Quelles sont les obligations de l’employeur dans la mutuelle d’entreprise ?

Afin de réserver le même traitement aux salaries de toutes les entreprises de l’espace français, quel que soit le statut de l’entreprise, le gouvernement a fixé certaines obligations auxquelles chaque employeur doit nécessairement se soumettre. Ainsi, les contrats de complementaire sante, que l’entreprise va requérir pour ses salaries, doivent offrir des garanties d’assurance ou de prevoyance permettant aux assurés de beneficier du remboursement d’un panier de soins minimal en dehors du remboursement du regime de la Sécu. Ce panier minimal est composé de l’intégralité du ticket modérateur sur chaque acte médical pris en charge par l’assurance maladie et du forfait journalier en cas d’hospitalisation. On y retrouve également les soins dentaires, en l’occurrence la prothèse et l’orthopédie à hauteur de 125% des bases de remboursement, ainsi que les soins d’optique sous forme de forfait bisannuel ou annuel selon la situation sanitaire ou sociale de chaque salarie. Pour ce qui est du montant de l’assurance qui sera remboursé dans chaque cas, chaque entreprise est libre de le définir en souscrivant à une mutuelle standard ou à une complementaire haut de gamme. Les montants de la cotisation de prevoyance, ainsi que les circonstances particulières de famille ou de travail pouvant donner droit à une exonération de mutuelle collective sont prévus dans le contrat collectif. Le contrat peut également prévoir des souscriptions différentes par groupes de salaries. Dans tous les cas, quel que soit les services de mutuelle pour lesquels l’entreprise aura opté en ligne ou dans une agence physique, la loi prévoit que l’employeur aura une prise en charge d’au moins 50% de la cotisation de chaque salarie. Diverses méthodes permettent de déterminer le montant de cette cotisation.
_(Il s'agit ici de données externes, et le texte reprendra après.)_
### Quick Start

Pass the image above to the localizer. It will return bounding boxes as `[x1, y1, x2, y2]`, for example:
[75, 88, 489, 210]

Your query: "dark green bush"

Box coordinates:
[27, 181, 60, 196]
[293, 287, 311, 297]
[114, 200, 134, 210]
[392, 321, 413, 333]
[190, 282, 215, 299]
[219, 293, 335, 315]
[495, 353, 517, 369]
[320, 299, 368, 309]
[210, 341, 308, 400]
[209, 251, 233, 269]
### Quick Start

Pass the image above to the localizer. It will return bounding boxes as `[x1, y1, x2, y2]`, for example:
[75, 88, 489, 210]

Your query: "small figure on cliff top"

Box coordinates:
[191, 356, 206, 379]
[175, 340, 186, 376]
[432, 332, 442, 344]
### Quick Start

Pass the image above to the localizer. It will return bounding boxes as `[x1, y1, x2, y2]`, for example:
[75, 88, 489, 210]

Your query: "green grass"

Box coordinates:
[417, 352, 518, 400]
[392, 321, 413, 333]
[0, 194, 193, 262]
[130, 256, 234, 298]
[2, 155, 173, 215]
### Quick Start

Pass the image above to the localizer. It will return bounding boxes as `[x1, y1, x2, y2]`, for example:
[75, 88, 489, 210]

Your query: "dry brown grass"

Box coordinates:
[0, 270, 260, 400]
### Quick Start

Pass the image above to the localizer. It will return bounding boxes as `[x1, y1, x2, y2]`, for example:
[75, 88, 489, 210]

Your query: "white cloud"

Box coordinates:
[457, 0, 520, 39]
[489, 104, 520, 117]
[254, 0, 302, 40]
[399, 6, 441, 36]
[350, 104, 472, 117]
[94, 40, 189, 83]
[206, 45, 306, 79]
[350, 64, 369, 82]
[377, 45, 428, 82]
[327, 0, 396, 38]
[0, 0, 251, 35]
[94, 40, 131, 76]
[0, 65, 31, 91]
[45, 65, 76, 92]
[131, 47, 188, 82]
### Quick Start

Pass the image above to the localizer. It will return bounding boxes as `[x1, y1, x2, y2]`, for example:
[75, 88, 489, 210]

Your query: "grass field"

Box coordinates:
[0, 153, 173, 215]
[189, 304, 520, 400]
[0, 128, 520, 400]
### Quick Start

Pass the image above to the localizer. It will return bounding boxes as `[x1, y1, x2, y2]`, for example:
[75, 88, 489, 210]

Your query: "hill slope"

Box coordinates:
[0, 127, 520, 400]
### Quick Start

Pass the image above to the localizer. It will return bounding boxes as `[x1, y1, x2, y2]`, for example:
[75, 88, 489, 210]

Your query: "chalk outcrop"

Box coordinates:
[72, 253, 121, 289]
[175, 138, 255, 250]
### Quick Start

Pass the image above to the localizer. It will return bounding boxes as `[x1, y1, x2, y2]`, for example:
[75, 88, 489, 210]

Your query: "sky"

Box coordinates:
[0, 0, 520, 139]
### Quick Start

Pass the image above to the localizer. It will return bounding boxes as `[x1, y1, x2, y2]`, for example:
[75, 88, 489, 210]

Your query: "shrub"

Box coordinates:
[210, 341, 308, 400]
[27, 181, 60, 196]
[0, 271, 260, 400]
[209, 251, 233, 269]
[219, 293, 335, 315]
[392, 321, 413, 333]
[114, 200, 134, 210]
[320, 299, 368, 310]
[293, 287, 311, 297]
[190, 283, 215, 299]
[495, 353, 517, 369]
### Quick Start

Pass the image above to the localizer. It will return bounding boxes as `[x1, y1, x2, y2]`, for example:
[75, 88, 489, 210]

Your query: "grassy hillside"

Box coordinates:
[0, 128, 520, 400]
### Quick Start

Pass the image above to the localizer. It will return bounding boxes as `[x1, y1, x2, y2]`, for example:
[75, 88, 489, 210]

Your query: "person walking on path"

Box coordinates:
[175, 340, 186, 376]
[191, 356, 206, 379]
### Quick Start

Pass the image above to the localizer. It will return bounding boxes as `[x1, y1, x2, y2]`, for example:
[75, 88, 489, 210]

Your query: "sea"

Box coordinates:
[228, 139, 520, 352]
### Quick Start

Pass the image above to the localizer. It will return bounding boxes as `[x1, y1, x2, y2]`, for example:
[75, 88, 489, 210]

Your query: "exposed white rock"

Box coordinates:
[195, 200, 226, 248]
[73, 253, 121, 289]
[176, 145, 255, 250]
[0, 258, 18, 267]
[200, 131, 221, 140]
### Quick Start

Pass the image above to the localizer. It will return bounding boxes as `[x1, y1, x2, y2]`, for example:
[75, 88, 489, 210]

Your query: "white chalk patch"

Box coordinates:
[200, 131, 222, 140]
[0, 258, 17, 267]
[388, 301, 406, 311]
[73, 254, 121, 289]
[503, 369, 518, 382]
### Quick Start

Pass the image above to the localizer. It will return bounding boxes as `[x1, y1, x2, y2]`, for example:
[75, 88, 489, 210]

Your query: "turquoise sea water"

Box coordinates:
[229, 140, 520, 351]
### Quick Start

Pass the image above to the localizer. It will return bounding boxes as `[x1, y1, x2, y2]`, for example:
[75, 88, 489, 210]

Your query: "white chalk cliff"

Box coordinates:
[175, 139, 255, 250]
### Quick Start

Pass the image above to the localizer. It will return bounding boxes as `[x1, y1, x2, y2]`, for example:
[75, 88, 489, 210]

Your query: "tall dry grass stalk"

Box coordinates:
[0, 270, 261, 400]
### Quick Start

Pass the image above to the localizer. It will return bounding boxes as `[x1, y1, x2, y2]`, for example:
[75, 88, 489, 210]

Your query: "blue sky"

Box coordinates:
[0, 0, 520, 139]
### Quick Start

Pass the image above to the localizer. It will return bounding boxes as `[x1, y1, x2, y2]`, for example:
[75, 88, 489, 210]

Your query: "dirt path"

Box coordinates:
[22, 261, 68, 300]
Le calcul des cotisations des salaries dans le cadre d’une mutuelle d’entreprise

Les méthodes utilisées pour déterminer les montants de la cotisation prise en charge au niveau de chaque salarie peuvent varier d’une entreprise à une autre, en fonction des éléments précisés dans la convention collective de l’espace de chaque entreprise.

Unique

Dans certaines entreprises, un montant unique est fixé pour les cotisations à la mutuelle collective de tous les salaries. Cela signifie que pour une cotisation de 25 € par mois par exemple, l’entreprise aura à charge 50 % de la cotisation, soit 12,5 €, et chacun des salaries devra aussi payer 12,5 €/mois. La cotisation unique implique généralement que les différences entres les niveaux de salaires ne sont pas grandes ou que l’entreprise a souscrit à une mutuelle bas de gamme.

Proportionnelle au salaire

Au niveau de certaines entreprises, le montant de la cotisation de chaque salarie est fixé en fonction des salaires. Dans ces cas, ayant considéré le coût mensuel potentiel de la complementaire sante, l’employeur définit un pourcentage du salaire auquel correspond la cotisation. Il s’agit là de situations dans lesquelles les employeurs permettent aux employés percevant des salaires élevés de beneficier d’un meilleur plan de couverture et de garanties d’assurance améliorées sur leur mutuelle sante collective.

Selon la situation du salarie

Selon le statut des salaries, en l’occurrence notamment leurs besoins sanitaires (maladie récurrente, traitement spécifique… etc.) et le nombre de personnes qu’ils ont à charge, la convention collective peut prévoir des garanties de complementaire variées. Cela impactera donc sur les cotisations, qui divergeront d’un salarie à un autre.

Quelle que soit la méthode utilisée pour déterminer le montant spécifique des cotisations des salaries, une ligne d’imposition s’applique sur chaque cotisation. Ainsi, cette dernière est déductible du revenu imposable.